CHAPTER IV.

Method of placing the small Hive,[4] Box, or Glass upon the Improved Cottage Hive, by which means fine Honey may be obtained, without destroying the Bees.

[4] To avoid repetition, we shall in future use the term, "Box," to express any receptacle employed to obtain honey on the improved system, whether it be in wood, glass, straw, or any other material.

At the end of April, or very early in the month of May, take the moveable piece of straw, from the top of the Improved Cottage Hive, ([fig. 3.]) and place it upon the adapter, ([fig. 5],) then put the Box or small Hive ([fig. 7, and 4]) upon this adapter and cover the whole with a milk-pan, to defend them from wet. A glass may be used instead of the small Hive or Box, with equal success, providing it be covered with something that will effectually exclude light; a cover of straw, is perhaps, preferable to any other.

When the Bees are beginning to work in a glass, a cold night generally obliges them to forsake their newly made combs, sends them down into the hive, and compels them to discontinue their labours which are seldom resumed till the middle of the next day; to prevent this delay I would recommend the space between the glass and its cover to be filled with fine tow or wool, the temperature of the glass being thereby kept up, and the Bees enabled to carry on their labours without interruption.

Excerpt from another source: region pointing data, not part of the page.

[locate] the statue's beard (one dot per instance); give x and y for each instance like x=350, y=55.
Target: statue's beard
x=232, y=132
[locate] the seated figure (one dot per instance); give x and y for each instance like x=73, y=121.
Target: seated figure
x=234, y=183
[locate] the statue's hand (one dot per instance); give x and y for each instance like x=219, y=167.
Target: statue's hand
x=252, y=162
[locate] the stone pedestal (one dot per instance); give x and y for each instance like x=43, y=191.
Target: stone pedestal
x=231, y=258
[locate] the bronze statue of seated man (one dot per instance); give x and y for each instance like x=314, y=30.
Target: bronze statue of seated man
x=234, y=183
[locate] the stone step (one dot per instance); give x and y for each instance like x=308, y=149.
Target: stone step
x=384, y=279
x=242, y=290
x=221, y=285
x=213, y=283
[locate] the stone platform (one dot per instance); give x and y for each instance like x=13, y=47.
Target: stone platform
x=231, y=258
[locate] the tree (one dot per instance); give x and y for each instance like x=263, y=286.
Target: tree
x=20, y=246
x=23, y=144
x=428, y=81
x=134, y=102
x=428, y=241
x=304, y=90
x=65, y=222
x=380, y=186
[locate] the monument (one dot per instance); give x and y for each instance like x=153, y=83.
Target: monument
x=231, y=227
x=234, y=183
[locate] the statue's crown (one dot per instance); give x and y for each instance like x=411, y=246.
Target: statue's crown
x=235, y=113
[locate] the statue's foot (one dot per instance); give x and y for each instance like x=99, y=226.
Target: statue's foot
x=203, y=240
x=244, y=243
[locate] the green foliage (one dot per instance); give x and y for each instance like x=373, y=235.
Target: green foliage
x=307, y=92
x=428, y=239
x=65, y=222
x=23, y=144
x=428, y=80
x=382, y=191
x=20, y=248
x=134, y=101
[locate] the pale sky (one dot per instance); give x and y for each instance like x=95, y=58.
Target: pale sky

Experience has proved that the milk-pan is the best of all protections for a hive, provided it be six inches in diameter larger than the hive itself.

When the Box is filled with honey and the combs partially sealed, or when the Bees are seen to cluster at the mouth of the Hive at nine or ten o'clock in the morning, let no time be lost in lifting up the Box, and placing between it and the Stock-hive another Box with a hole in the top; the adapter ([fig. 5]) will be found very useful in this operation. It is necessary to use this precaution at all times, but more especially in a rainy season as a greater disposition amongst the Bees to swarm then prevails. "Dry weather makes plenty of honey, and moist, of swarms."[5] However incorrect this position may at first sight appear, the attentive observer will quickly become convinced of its truth.

[5] Purchas on Bees.

Since the publication of the first edition of this little Treatise, many persons have said to me, "their Bees would swarm, although the small hive had been placed on as directed above, and sometimes after they had commenced working in it," the reason for which in my opinion is, that the second small hive was not supplied soon enough, for the like has never in a single instance occurred with my own Bees. I have not had a swarm these twenty years from any of the hives worked upon the Depriving System, occasionally I have compelled a hive to swarm, to fill up a vacancy in my number, where the Queen has died, or some other accident destroyed the stock.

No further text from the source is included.